Fire in the sky
A large fireball observed streaking across the sky over North Idaho Monday night was not a meteor. It was burning debris from a Chinese rocket that launched a satellite in December.
Brandon Stone told The Press that he first witnessed what "almost looked like a jetliner with a heavy trail of flame behind it" around 9:55 from his window near the corner of Harrison Avenue and Fourth Street.
"I ran outside to see a cluster...of something streaking steadily though the sky heading north," Stone wrote, in an email. "It was breaking apart, expanding slowly as it flew, kind of like the Shuttle Columbia disaster footage."
Similar observations were reported throughout the West and Canada.
Maj. Martin O'Donnell, a spokesman for U.S. Strategic Command, told the Associated Press it was a Chinese rocket booster that broke apart.
There were no reports of damage or injuries, according to O'Donnell.
By 7 p.m. Tuesday, the American Meteor Society - a New York-based nonprofit dedicated to researching meteors - had received 198 reports of a fireball seen over 10 western states as well as British Columbia and Alberta in Canada.

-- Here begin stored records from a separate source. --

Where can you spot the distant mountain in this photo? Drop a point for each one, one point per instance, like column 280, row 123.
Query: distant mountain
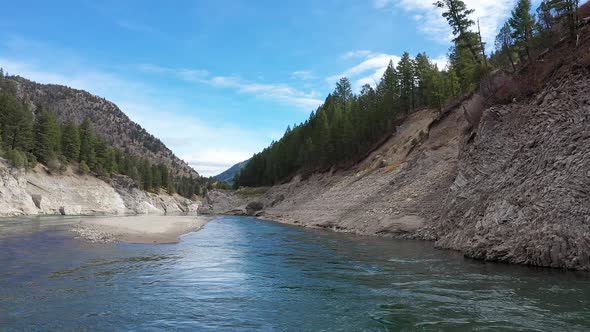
column 109, row 121
column 228, row 175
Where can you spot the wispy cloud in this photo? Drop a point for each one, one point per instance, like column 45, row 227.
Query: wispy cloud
column 280, row 92
column 430, row 21
column 208, row 147
column 304, row 75
column 368, row 71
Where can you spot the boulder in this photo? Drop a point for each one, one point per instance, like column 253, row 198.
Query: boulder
column 70, row 210
column 37, row 200
column 254, row 207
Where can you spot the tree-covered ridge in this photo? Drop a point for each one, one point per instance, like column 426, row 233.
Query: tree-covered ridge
column 108, row 120
column 27, row 138
column 349, row 125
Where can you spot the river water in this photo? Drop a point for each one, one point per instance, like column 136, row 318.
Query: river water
column 242, row 274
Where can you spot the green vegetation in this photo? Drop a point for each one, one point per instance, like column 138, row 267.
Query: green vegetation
column 347, row 125
column 27, row 138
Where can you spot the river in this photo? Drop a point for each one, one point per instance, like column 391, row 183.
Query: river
column 243, row 274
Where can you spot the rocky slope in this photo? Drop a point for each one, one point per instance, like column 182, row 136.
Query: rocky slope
column 229, row 174
column 37, row 192
column 521, row 194
column 109, row 121
column 505, row 182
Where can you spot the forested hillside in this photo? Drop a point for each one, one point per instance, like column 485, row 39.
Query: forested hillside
column 48, row 124
column 348, row 125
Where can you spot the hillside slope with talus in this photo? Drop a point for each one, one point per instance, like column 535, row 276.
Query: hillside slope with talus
column 108, row 120
column 502, row 176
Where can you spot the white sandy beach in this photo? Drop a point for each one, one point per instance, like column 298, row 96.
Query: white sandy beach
column 138, row 229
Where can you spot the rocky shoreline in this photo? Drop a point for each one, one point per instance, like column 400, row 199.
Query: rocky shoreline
column 37, row 192
column 137, row 229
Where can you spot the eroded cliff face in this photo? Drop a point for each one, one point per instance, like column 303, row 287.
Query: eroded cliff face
column 513, row 188
column 522, row 191
column 37, row 192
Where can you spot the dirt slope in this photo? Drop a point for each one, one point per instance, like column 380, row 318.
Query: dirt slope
column 392, row 192
column 523, row 185
column 508, row 182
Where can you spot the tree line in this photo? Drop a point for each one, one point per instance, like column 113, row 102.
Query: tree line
column 526, row 32
column 27, row 138
column 347, row 125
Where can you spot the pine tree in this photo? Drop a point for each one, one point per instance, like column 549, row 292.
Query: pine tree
column 87, row 141
column 405, row 68
column 504, row 44
column 343, row 90
column 70, row 141
column 522, row 24
column 567, row 11
column 46, row 137
column 457, row 16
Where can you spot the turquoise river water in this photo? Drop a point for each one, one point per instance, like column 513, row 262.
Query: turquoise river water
column 243, row 274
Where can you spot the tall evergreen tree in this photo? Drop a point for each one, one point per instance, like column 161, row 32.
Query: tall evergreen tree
column 87, row 141
column 405, row 68
column 522, row 24
column 70, row 141
column 504, row 44
column 46, row 137
column 457, row 15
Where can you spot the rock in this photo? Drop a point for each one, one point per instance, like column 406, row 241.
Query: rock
column 74, row 210
column 254, row 207
column 37, row 200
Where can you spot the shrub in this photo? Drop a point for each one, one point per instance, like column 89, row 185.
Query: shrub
column 54, row 166
column 84, row 169
column 16, row 158
column 31, row 160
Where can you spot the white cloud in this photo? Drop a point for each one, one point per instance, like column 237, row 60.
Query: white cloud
column 304, row 75
column 274, row 91
column 209, row 147
column 368, row 71
column 355, row 54
column 215, row 161
column 428, row 18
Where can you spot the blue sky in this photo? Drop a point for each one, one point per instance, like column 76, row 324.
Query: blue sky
column 218, row 80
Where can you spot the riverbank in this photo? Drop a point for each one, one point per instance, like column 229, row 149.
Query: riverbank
column 38, row 192
column 138, row 229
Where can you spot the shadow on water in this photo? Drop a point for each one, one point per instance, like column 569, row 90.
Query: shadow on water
column 240, row 273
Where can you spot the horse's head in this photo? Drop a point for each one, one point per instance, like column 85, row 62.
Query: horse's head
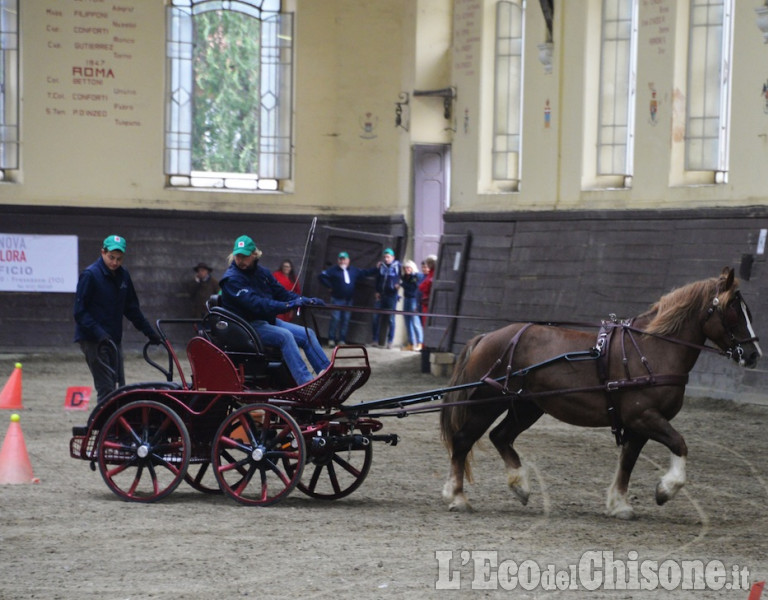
column 731, row 328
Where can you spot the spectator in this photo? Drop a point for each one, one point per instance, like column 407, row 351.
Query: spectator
column 104, row 295
column 342, row 279
column 252, row 292
column 412, row 304
column 201, row 288
column 286, row 276
column 425, row 287
column 387, row 287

On the society's community-driven website, www.amsmeteors.org, Mike Hankey, a meteor enthusiast and researcher, wrote witnesses' descriptions of the flaming ball are typical of what is seen when space junk re-enters Earth's atmosphere.
"As the satellite breaks apart in the atmosphere, each nut, bolt or fragment of glass or metal will create a mini fireball. These objects generally travel much slower than fireballs and cover wider distances," Hankey wrote. "Most of the witnesses reported the event lasting up to 45 seconds, where as a normal fireball would last 3-5 seconds. The long duration time, witness descriptions and long distance of travel suggest this object was some type of space trash."
According to Hankey, NASA's Orbital Debris Program Office identified the sky event as the re-entry part of a Chinese rocket, likely one which launched the satellite Yoagan Weixing from the People's Republic of China on Dec. 27.
Utah-based NASA ambassador Patrick Wiggins told the Associated Press that most such events go unnoticed.
According to the NASA Orbital Debris Program office's website, orbitaldebris.jsc.nasa.gov: "On average, one non-functional spacecraft, launch vehicle orbital stage, or other piece of catalogued debris has fallen back to Earth every day for more than 40 years. The majority of these objects do not survive the intense re-entry environment.
"For the minority which do survive in whole or in part, most fall harmlessly into the oceans or onto sparsely populated regions such as Siberia, the Australian Outback, or the Canadian Tundra."